Le salarié qui organise sa visite de reprise doit aviser l’employeur en temps utile

Mots clés : Jurisprudence

De retour d’un arrêt maladie, une salariée prend l’initiative de prendre rendez-vous auprès du médecin du travail pour sa visite de reprise.

Elle en instruit son employeur le jour de la tenue de l’examen, par lettre recommandée avec demande d’avis de réception. Le médecin juge la salariée inapte à son poste. Quelques semaines plus tard, celle-ci prend acte de la rupture de son contrat de travail aux torts de son employeur.
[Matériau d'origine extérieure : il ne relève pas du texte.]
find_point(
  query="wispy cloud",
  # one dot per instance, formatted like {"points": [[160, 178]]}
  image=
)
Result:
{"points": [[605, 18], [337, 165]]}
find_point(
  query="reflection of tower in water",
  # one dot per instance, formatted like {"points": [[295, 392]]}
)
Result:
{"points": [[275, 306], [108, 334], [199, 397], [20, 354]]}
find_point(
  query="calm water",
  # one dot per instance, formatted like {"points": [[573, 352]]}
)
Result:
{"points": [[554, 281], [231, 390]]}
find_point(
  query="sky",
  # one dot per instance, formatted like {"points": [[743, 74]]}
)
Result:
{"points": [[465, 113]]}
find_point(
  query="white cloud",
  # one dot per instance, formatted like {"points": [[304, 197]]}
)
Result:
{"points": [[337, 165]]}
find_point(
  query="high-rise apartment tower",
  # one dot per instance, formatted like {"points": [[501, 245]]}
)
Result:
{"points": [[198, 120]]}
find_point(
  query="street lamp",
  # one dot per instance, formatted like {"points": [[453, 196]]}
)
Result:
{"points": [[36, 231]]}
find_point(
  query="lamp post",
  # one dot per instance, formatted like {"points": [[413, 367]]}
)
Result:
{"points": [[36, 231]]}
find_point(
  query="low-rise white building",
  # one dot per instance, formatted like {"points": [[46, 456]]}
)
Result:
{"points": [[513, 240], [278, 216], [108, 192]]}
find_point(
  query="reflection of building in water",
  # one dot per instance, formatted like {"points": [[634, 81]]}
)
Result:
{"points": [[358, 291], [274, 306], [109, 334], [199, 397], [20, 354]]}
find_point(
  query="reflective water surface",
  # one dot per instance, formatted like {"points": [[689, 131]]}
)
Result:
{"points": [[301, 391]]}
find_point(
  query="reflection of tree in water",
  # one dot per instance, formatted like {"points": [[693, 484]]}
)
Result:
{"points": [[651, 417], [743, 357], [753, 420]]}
Elle lui fait notamment grief de ne pas avoir mené de recherches de reclassement, comme le prescrit le Code du travail.

Mais les juges d’appel refusent d’accueillir sa demande : n’ayant avisé son employeur que le jour même de son rendez-vous médical, elle n’avait pas satisfait à son obligation d’information préalable.

Question Une visite de reprise dont l’employeur a seulement été informé le jour de sa tenue lui est-elle opposable ?

Réponse Non. Si l’initiative d’organiser la visite de reprise appartient en principe à l’employeur, le salarié qui s’en charge lui-même doit, de jurisprudence constante, prévenir préalablement son employeur, ce qui n’était pas le cas dans cette affaire. Inopposable à l’employeur, la déclaration d’inaptitude ne déclenche ainsi pas l’obligation de reclassement. De plus, la rupture du contrat de travail, jugée injustifiée, produit dès lors les conséquences d’une simple démission.

C ass. soc. , 8 février 2017, n° 15-27492.